Dalam sambutannya, perwakilan Tim Bersama Kelola Alam Adil Lestari (BEKAL) menyampaikan bahwa kehadiran mereka bertujuan untuk melihat proses pembelajaran dalam membangun kapasitas kepemimpinan para praktisi muda di bidang pengelolaan sumber daya alam. Hal ini dilakukan untuk mendorong transformasi sistemik yang berlandaskan keberlanjutan, keadilan, dan kearifan lokal.
Diskusi ini bertujuan untuk memahami lebih dalam peran serta tantangan dalam pengelolaan sumber daya alam, serta mengidentifikasi praktik yang dapat diimplementasikan di daerah dampingan BEKAL. Oleh karena itu, dilaksanakan Diskusi Pengembangan Model Ekonomi Berbasis Alam di Kabupaten Sintang, yang dihadiri oleh berbagai perwakilan stakeholder pada Senin, 3 Maret 2025, bertempat di Aula Bappeda Kabupaten Sintang.
Kabupaten Sintang merupakan bagian dari Lingkar Temu Kabupaten Lestari (LTKL), di mana saat ini Bupati Sintang menjabat sebagai Ketua Umum dengan slogan “Lingkungan Terjaga, Kesehatan Sejahtera.” Dalam Rencana Pembangunan Jangka Menengah (RPJM) Provinsi, Sintang masuk dalam klaster keempat dalam pembangunan berkelanjutan. Selain itu, dalam RPJMD, Sintang juga mengembangkan model pembangunan sesuai dengan empat visi utama, di mana dua di antaranya mencakup aspek kesejahteraan dan keberlanjutan.
Dalam pemaparan yang disampaikan oleh Pogo, model pengembangan ekonomi berbasis alam dirancang dengan pendekatan holistik di Bentang Alam Gunung Naning guna mendukung pembangunan berkelanjutan di Kabupaten Sintang.
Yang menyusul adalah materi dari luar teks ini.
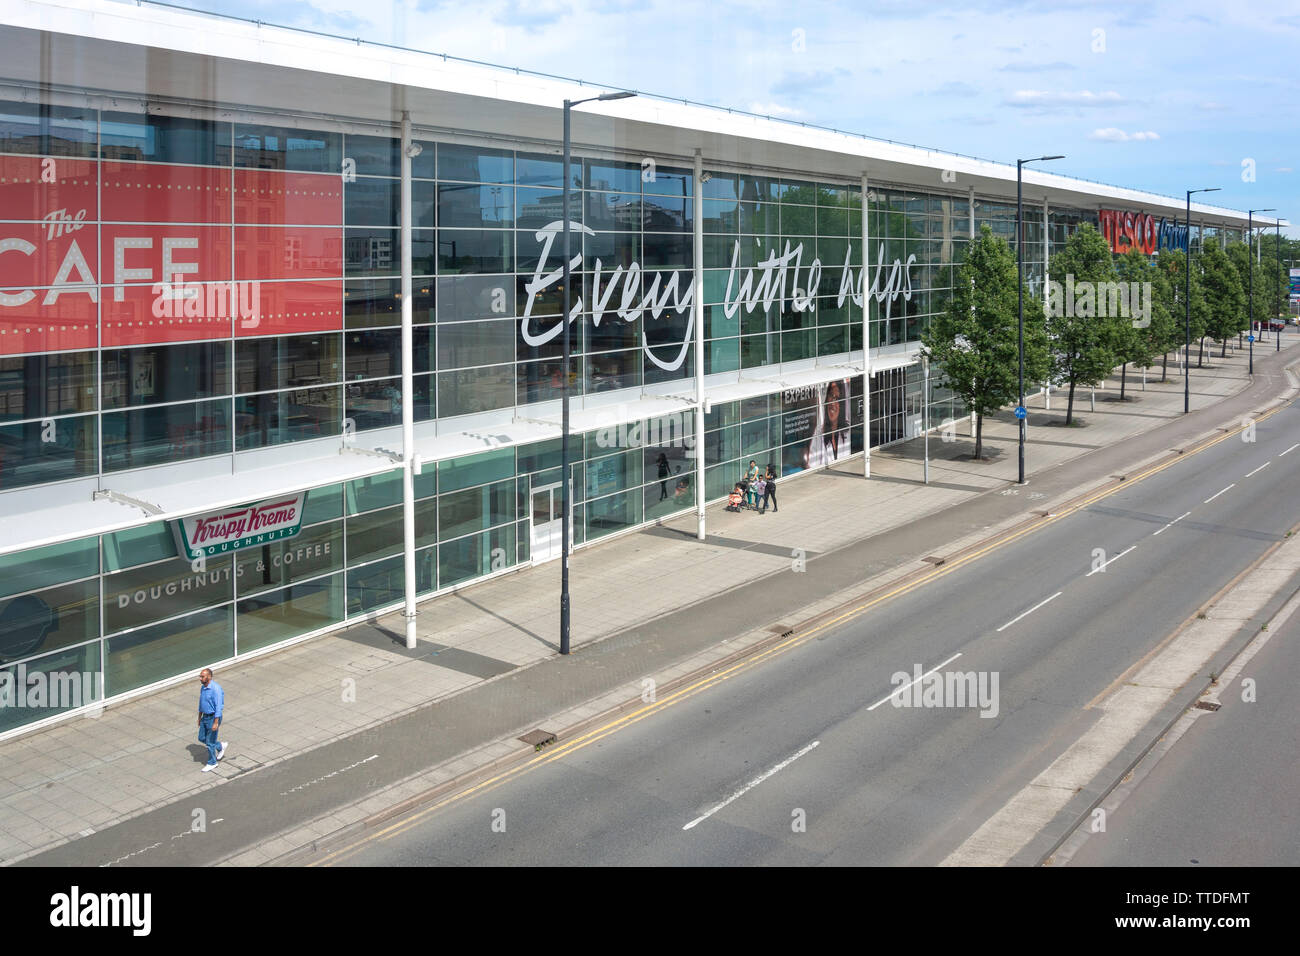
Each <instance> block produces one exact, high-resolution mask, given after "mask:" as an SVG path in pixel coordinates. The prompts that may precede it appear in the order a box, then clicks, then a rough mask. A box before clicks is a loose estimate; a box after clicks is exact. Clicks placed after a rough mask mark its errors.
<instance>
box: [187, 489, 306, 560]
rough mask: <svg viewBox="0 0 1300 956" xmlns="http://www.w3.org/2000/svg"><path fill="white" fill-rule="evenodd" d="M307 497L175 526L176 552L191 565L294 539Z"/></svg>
mask: <svg viewBox="0 0 1300 956" xmlns="http://www.w3.org/2000/svg"><path fill="white" fill-rule="evenodd" d="M304 498H305V493H303V492H299V493H298V494H295V496H291V497H279V498H270V499H268V501H263V502H257V503H256V505H246V506H244V507H237V509H226V510H224V511H213V512H211V514H207V515H191V516H190V518H182V519H179V520H177V522H173V525H172V527H173V529H174V532H175V536H177V548H178V549H179V550H181V555H182V557H185V558H190V559H191V561H192V559H195V558H199V557H208V558H211V557H214V555H217V554H225V553H226V551H237V550H239V549H240V548H251V546H255V545H264V544H268V542H270V541H278V540H281V538H286V537H294V536H295V535H296V533H298V532H299V531H300V529H302V527H303V499H304Z"/></svg>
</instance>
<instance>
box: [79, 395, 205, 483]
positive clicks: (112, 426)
mask: <svg viewBox="0 0 1300 956" xmlns="http://www.w3.org/2000/svg"><path fill="white" fill-rule="evenodd" d="M103 428H104V471H120V470H122V468H140V467H144V466H147V464H164V463H168V462H174V460H178V459H182V458H203V457H204V455H217V454H229V453H230V401H229V399H226V401H222V402H195V403H190V405H168V406H161V407H153V408H140V410H138V411H127V412H114V414H112V415H104V416H103Z"/></svg>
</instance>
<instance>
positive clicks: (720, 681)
mask: <svg viewBox="0 0 1300 956" xmlns="http://www.w3.org/2000/svg"><path fill="white" fill-rule="evenodd" d="M1290 405H1291V402H1286V403H1283V405H1281V406H1278V407H1275V408H1271V410H1270V411H1268V412H1265V414H1262V415H1260V416H1257V418H1252V421H1264V420H1265V419H1269V418H1271V416H1273V415H1277V414H1278V412H1279V411H1282V410H1283V408H1286V407H1287V406H1290ZM1247 427H1248V425H1242V427H1238V428H1235V429H1229V431H1226V432H1225V433H1223V434H1221V436H1217V437H1214V438H1210V440H1208V441H1205V442H1203V444H1200V445H1197V446H1196V447H1193V449H1192V450H1191V451H1187V453H1184V454H1182V455H1178V457H1175V458H1170V459H1169V460H1165V462H1161V463H1160V464H1154V466H1152V467H1149V468H1147V470H1145V471H1141V472H1139V473H1138V475H1135V476H1134V477H1132V479H1127V480H1125V481H1122V483H1119V484H1117V485H1114V486H1112V488H1105V489H1102V490H1100V492H1096V493H1093V494H1091V496H1087V497H1084V498H1082V499H1079V501H1076V502H1074V503H1071V505H1067V506H1066V507H1065V509H1062V510H1061V511H1060V512H1053V514H1049V515H1045V516H1043V518H1041V519H1040V520H1037V522H1034V523H1031V524H1028V525H1027V527H1024V528H1021V529H1019V531H1014V532H1008V533H1005V535H1002V536H1001V537H996V538H995V540H992V541H991V542H988V544H987V545H984V546H982V548H978V549H976V550H974V551H970V553H969V554H963V555H961V557H959V558H956V559H954V561H952V562H950V563H945V564H944V566H941V567H935V568H933V570H932V571H930V572H928V574H923V575H920V576H918V578H914V579H911V580H909V581H905V583H904V584H900V585H898V587H896V588H892V589H891V591H887V592H884V593H881V594H876V596H875V597H872V598H870V600H867V601H863V602H862V604H859V605H857V606H854V607H850V609H848V610H844V611H841V613H839V614H836V615H835V617H832V618H828V619H827V620H823V622H820V623H818V624H815V626H813V627H811V628H809V630H807V631H803V632H801V633H798V635H797V636H792V637H788V639H785V640H781V641H779V643H776V644H772V645H768V646H766V648H763V649H762V650H759V652H757V653H754V654H753V656H750V657H746V658H744V659H741V661H737V662H736V663H732V665H731V666H728V667H724V669H723V670H719V671H715V672H712V674H708V675H707V676H705V678H701V679H699V680H695V682H694V683H692V684H688V685H686V687H682V688H680V689H677V691H673V692H672V693H669V695H668V696H666V697H662V698H659V700H656V701H654V702H651V704H647V705H646V706H643V708H638V709H636V710H633V711H630V713H628V714H624V715H623V717H619V718H615V719H614V721H610V722H608V723H606V724H602V726H601V727H597V728H594V730H590V731H588V732H586V734H582V735H580V736H576V737H573V739H572V740H565V741H563V743H559V744H556V745H554V747H551V748H547V749H546V750H545V752H543V753H541V754H538V756H537V757H533V758H532V760H529V761H528V762H525V763H521V765H520V766H516V767H511V769H510V770H503V771H502V773H499V774H497V775H494V777H490V778H487V779H486V780H481V782H480V783H476V784H473V786H472V787H467V788H465V790H461V791H456V792H455V793H451V795H450V796H447V797H443V799H442V800H438V801H437V803H433V804H430V805H429V806H425V808H424V809H421V810H417V812H416V813H413V814H411V816H409V817H406V818H403V819H400V821H398V822H395V823H391V825H389V826H386V827H383V829H381V830H376V831H374V832H369V834H365V835H364V836H361V838H360V839H357V840H355V842H354V843H351V844H348V845H347V847H342V848H339V849H337V851H334V852H331V853H326V855H325V856H324V857H321V858H320V860H315V861H312V862H311V864H308V865H309V866H330V865H335V864H343V862H346V861H347V860H350V858H351V857H354V856H356V855H357V853H360V852H361V851H363V849H365V848H367V847H368V845H369V844H372V843H377V842H382V840H390V839H393V838H394V836H399V835H400V834H403V832H406V831H407V830H409V829H412V827H413V826H416V825H417V823H420V822H421V821H422V819H425V818H426V817H429V816H430V814H433V813H437V812H438V810H441V809H443V808H445V806H450V805H451V804H455V803H458V801H461V800H464V799H465V797H471V796H474V795H478V793H486V792H489V791H491V790H495V788H498V787H500V786H503V784H506V783H508V782H511V780H513V779H516V778H519V777H523V775H524V774H526V773H529V771H532V770H536V769H537V767H539V766H543V765H546V763H550V762H552V761H556V760H560V758H562V757H567V756H569V754H572V753H577V752H578V750H581V749H584V748H585V747H590V745H591V744H594V743H597V741H599V740H603V739H604V737H607V736H610V735H612V734H616V732H617V731H620V730H623V728H625V727H630V726H632V724H633V723H637V722H640V721H643V719H646V718H647V717H651V715H654V714H656V713H659V711H662V710H666V709H667V708H671V706H672V705H673V704H680V702H681V701H684V700H688V698H690V697H694V696H695V695H697V693H702V692H703V691H708V689H711V688H712V687H716V685H718V684H720V683H722V682H724V680H729V679H731V678H733V676H736V675H737V674H741V672H742V671H745V670H749V669H750V667H755V666H757V665H759V663H763V662H764V661H767V659H770V658H772V657H775V656H776V654H780V653H784V652H787V650H790V649H792V648H797V646H800V645H801V644H806V643H807V641H809V640H811V639H813V637H815V636H818V635H819V633H822V632H823V631H826V630H828V628H832V627H836V626H839V624H842V623H845V622H848V620H852V619H853V618H857V617H859V615H862V614H865V613H866V611H868V610H871V609H872V607H875V606H876V605H879V604H883V602H884V601H888V600H891V598H893V597H897V596H898V594H905V593H907V592H909V591H914V589H917V588H919V587H922V585H923V584H928V583H931V581H933V580H937V579H940V578H943V576H944V575H948V574H952V572H953V571H956V570H958V568H961V567H965V566H967V564H970V563H971V562H974V561H976V559H979V558H982V557H984V555H985V554H988V553H991V551H993V550H996V549H998V548H1002V546H1004V545H1008V544H1010V542H1011V541H1015V540H1018V538H1021V537H1023V536H1026V535H1028V533H1031V532H1035V531H1040V529H1041V528H1045V527H1047V525H1048V524H1050V523H1053V522H1058V520H1061V519H1062V518H1067V516H1069V515H1073V514H1075V512H1076V511H1079V510H1082V509H1086V507H1087V506H1088V505H1092V503H1093V502H1097V501H1101V499H1102V498H1106V497H1109V496H1112V494H1114V493H1115V492H1118V490H1121V489H1123V488H1128V486H1131V485H1134V484H1136V483H1139V481H1143V480H1145V479H1148V477H1151V476H1152V475H1157V473H1160V472H1162V471H1165V468H1169V467H1171V466H1174V464H1178V463H1179V462H1184V460H1187V459H1188V458H1191V457H1192V455H1197V454H1200V453H1201V451H1205V450H1206V449H1210V447H1214V446H1216V445H1218V444H1219V442H1222V441H1226V440H1227V438H1231V437H1234V436H1236V434H1240V433H1242V432H1243V431H1245V428H1247Z"/></svg>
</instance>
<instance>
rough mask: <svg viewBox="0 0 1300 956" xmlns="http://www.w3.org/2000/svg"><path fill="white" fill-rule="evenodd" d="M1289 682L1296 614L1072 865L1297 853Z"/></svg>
mask: <svg viewBox="0 0 1300 956" xmlns="http://www.w3.org/2000/svg"><path fill="white" fill-rule="evenodd" d="M1297 454H1300V453H1297ZM1248 680H1249V682H1252V683H1251V684H1247V683H1245V682H1248ZM1296 685H1300V613H1295V614H1292V615H1291V618H1290V619H1288V620H1287V622H1286V623H1284V624H1283V626H1282V627H1281V628H1278V630H1277V631H1275V632H1273V633H1270V635H1269V639H1268V643H1266V644H1264V646H1262V648H1261V649H1260V652H1258V653H1257V654H1256V656H1255V657H1253V658H1252V659H1251V661H1249V662H1248V663H1247V665H1245V666H1244V669H1243V670H1242V671H1240V674H1239V675H1238V676H1236V679H1235V680H1230V682H1226V683H1225V685H1223V687H1222V688H1221V689H1219V691H1218V697H1219V701H1221V702H1222V708H1221V709H1219V710H1217V711H1213V713H1209V711H1200V713H1197V714H1196V719H1195V721H1192V722H1191V727H1190V728H1188V730H1187V732H1186V734H1184V735H1183V736H1180V737H1179V739H1178V740H1177V741H1175V743H1173V744H1171V745H1170V748H1169V750H1167V752H1166V753H1164V754H1161V756H1160V760H1158V761H1154V762H1153V765H1152V767H1151V770H1149V773H1148V774H1145V775H1144V777H1143V778H1141V779H1140V782H1139V783H1138V784H1136V787H1135V788H1134V791H1132V792H1131V793H1130V795H1127V796H1126V797H1125V799H1123V800H1122V801H1121V803H1119V805H1118V806H1117V808H1115V809H1113V810H1110V812H1109V813H1108V816H1106V829H1105V831H1104V832H1096V834H1092V832H1089V834H1088V836H1087V839H1086V842H1084V844H1083V845H1082V848H1080V849H1078V851H1076V852H1075V855H1074V856H1073V858H1071V860H1070V865H1071V866H1188V865H1203V866H1295V865H1296V864H1297V862H1300V800H1297V799H1296V795H1297V793H1300V732H1297V730H1296V723H1297V710H1296V702H1295V691H1294V688H1295V687H1296ZM1249 697H1253V700H1248V698H1249ZM1152 756H1156V754H1154V753H1153V754H1152ZM1139 770H1140V769H1139Z"/></svg>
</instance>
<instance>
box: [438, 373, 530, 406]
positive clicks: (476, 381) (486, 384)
mask: <svg viewBox="0 0 1300 956" xmlns="http://www.w3.org/2000/svg"><path fill="white" fill-rule="evenodd" d="M513 403H515V367H513V365H487V367H485V368H467V369H460V371H458V372H439V373H438V410H439V415H441V416H442V418H451V416H452V415H469V414H473V412H478V411H489V410H491V408H504V407H508V406H512V405H513Z"/></svg>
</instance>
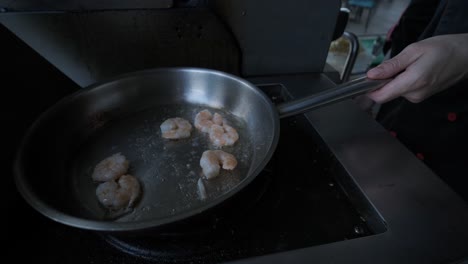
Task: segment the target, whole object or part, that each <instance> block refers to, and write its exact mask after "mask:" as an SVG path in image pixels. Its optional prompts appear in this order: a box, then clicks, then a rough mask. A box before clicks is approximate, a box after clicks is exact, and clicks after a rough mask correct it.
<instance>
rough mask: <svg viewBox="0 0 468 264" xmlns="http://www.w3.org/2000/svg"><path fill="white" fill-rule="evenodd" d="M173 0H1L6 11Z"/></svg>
mask: <svg viewBox="0 0 468 264" xmlns="http://www.w3.org/2000/svg"><path fill="white" fill-rule="evenodd" d="M172 5H173V0H138V1H134V0H119V1H114V0H107V1H94V0H60V1H57V0H39V1H38V0H14V1H11V0H0V8H3V9H4V12H31V11H89V10H105V9H112V10H115V9H138V8H142V9H145V8H169V7H171V6H172Z"/></svg>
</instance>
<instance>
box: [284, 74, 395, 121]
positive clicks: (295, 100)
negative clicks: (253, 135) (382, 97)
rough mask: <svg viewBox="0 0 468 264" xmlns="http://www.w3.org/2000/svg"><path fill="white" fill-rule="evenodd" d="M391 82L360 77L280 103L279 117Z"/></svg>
mask: <svg viewBox="0 0 468 264" xmlns="http://www.w3.org/2000/svg"><path fill="white" fill-rule="evenodd" d="M391 80H393V78H390V79H384V80H373V79H368V78H367V77H361V78H358V79H355V80H353V81H350V82H347V83H343V84H340V85H338V86H336V87H335V88H332V89H328V90H325V91H323V92H320V93H317V94H313V95H310V96H307V97H305V98H301V99H297V100H293V101H290V102H286V103H282V104H279V105H277V109H278V113H279V117H280V118H283V117H288V116H292V115H297V114H302V113H305V112H307V111H310V110H313V109H316V108H319V107H322V106H325V105H328V104H332V103H336V102H339V101H342V100H344V99H348V98H351V97H354V96H357V95H360V94H363V93H366V92H368V91H373V90H377V89H379V88H381V87H383V86H384V85H385V84H387V83H388V82H390V81H391Z"/></svg>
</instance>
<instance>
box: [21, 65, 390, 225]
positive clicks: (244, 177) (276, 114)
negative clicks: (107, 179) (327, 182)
mask: <svg viewBox="0 0 468 264" xmlns="http://www.w3.org/2000/svg"><path fill="white" fill-rule="evenodd" d="M386 82H387V80H386V81H375V80H368V79H359V80H356V81H353V82H350V83H347V84H344V85H341V86H338V87H336V88H334V89H331V90H328V91H325V92H322V93H319V94H316V95H312V96H310V97H307V98H304V99H300V100H296V101H293V102H289V103H285V104H282V105H279V106H277V107H276V106H275V105H273V104H272V103H271V101H270V100H269V98H267V97H266V96H265V95H264V94H263V92H262V91H260V90H259V89H258V88H257V87H255V86H254V85H252V84H250V83H249V82H247V81H245V80H243V79H241V78H238V77H236V76H233V75H229V74H226V73H223V72H219V71H214V70H207V69H197V68H167V69H155V70H148V71H142V72H137V73H131V74H127V75H124V76H120V77H119V78H116V79H114V80H111V81H108V82H105V83H100V84H96V85H93V86H91V87H89V88H86V89H83V90H82V91H79V92H77V93H75V94H73V95H71V96H69V97H66V98H64V99H63V100H61V101H60V102H59V103H57V104H56V105H54V106H53V107H52V108H50V109H49V110H48V111H46V112H45V113H44V114H42V115H41V116H40V118H39V119H38V120H37V121H36V122H35V123H34V124H33V126H32V127H31V128H30V130H29V131H28V133H27V134H26V136H25V138H24V140H23V142H22V145H21V147H20V148H19V151H18V154H17V159H16V162H15V180H16V184H17V187H18V189H19V191H20V193H21V194H22V195H23V197H24V198H25V199H26V201H27V202H29V204H30V205H32V207H34V208H35V209H37V210H38V211H39V212H41V213H42V214H44V215H46V216H47V217H49V218H51V219H53V220H55V221H58V222H61V223H63V224H66V225H70V226H74V227H78V228H83V229H89V230H98V231H109V232H112V231H136V230H144V229H149V228H155V227H161V226H164V225H166V224H170V223H173V222H176V221H178V220H182V219H186V218H189V217H191V216H194V215H197V214H199V213H201V212H203V211H205V210H207V209H209V208H212V207H214V206H215V205H218V204H220V203H222V202H223V201H225V200H226V199H228V198H229V197H231V196H233V195H234V194H236V193H237V192H238V191H239V190H241V189H243V188H244V187H245V186H246V185H248V184H249V183H250V182H251V181H252V180H253V179H254V178H255V177H256V176H257V174H258V173H260V171H261V170H262V169H263V167H264V166H265V165H266V163H267V162H268V161H269V159H270V158H271V156H272V154H273V152H274V150H275V147H276V144H277V142H278V137H279V133H280V132H279V117H285V116H290V115H295V114H299V113H303V112H305V111H308V110H311V109H314V108H316V107H319V106H323V105H325V104H329V103H333V102H336V101H340V100H342V99H345V98H349V97H352V96H355V95H357V94H360V93H363V92H365V91H368V90H371V89H377V88H379V87H381V86H382V85H384V84H385V83H386ZM203 109H209V110H211V111H212V112H219V113H221V114H222V115H224V116H225V117H226V118H227V120H228V121H229V123H231V124H232V125H233V126H234V127H235V128H237V130H238V133H239V135H240V139H239V141H238V142H236V144H235V145H234V146H232V147H227V148H224V150H225V151H227V152H230V153H233V154H234V155H235V156H236V157H237V159H238V162H239V164H238V166H237V168H236V169H235V170H233V171H223V172H222V173H221V175H220V176H219V177H218V178H216V179H213V180H203V179H201V168H200V166H199V160H200V157H201V154H202V152H203V151H205V150H207V149H210V148H212V146H210V143H209V140H208V138H207V136H206V134H203V133H200V132H199V131H196V130H195V131H194V133H193V135H192V137H191V138H188V139H183V140H178V141H171V140H165V139H163V138H161V133H160V130H159V125H160V124H161V123H162V122H163V121H164V120H165V119H167V118H169V117H176V116H178V117H182V118H185V119H187V120H189V121H191V122H192V123H193V120H194V117H195V115H196V113H197V112H199V111H200V110H203ZM118 152H120V153H122V154H123V155H125V156H126V157H127V159H128V160H129V161H130V173H131V174H133V175H134V176H136V177H137V178H138V180H139V181H140V182H141V185H142V188H143V194H142V197H141V199H140V200H139V202H138V203H137V204H136V206H135V208H134V210H133V211H131V212H129V213H127V214H124V215H113V214H110V213H109V211H108V210H105V209H104V208H102V207H101V206H100V205H99V203H98V201H97V199H96V195H95V190H96V185H97V184H96V183H95V182H93V181H92V179H91V173H92V170H93V168H94V166H95V165H96V164H97V163H98V162H99V161H100V160H102V159H104V158H106V157H108V156H110V155H112V154H114V153H118Z"/></svg>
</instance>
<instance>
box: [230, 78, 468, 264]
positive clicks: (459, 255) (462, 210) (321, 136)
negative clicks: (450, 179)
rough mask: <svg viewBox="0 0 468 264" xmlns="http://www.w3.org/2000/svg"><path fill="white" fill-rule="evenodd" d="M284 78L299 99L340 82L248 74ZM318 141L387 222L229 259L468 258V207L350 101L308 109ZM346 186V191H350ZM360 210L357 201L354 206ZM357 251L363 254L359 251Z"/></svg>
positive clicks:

Berdasarkan hasil identifikasi, terdapat 114 jenis hasil hutan bukan kayu (HHBK), yang meliputi minyak lemak, padi, dan buah-buahan. Selain itu, ditemukan pula 38 jenis tumbuhan obat dan tanaman hias, 14 jenis tanaman dari keluarga palem dan bambu, serta 20 jenis HHBK lainnya. Hasil analisis komoditas prioritas berdasarkan Tingkat Nilai Konservasi Prioritas (TNKP) menunjukkan bahwa kopi memiliki skor tertinggi (80), diikuti oleh tengkawang dan durian (78), serta jengkol (74). Adapun komoditas potensial untuk pengembangan lebih lanjut meliputi jahe, madu kelulut, cabai, tebu, bawang Dayak, bambu, damar, dan serai rimba.
SIS mencermati selama proses diskusi berlangsung, bahwa dalam perencanaan maupun program yang dilakukan oleh Tim BEKAL, fokus masih tertuju pada pemanfaatan HHBK untuk menghasilkan produk turunan atau produk inovasi seperti Obat herbal, kosmetik, dan pangan. Namun, aspek pemasaran produk masih belum mendapat perhatian yang cukup. Karena dalam perencanaan, aspek pemasaran juga sangat penting untuk memastikan keberlangsungan produk yang dihasilkan. Perwakilan Tim BEKAL pun mengakui bahwa tantangan ke depan tidak hanya terletak pada pengelolaan potensi sumber daya alam, tetapi juga pada strategi pemasaran produk yang dihasilkan.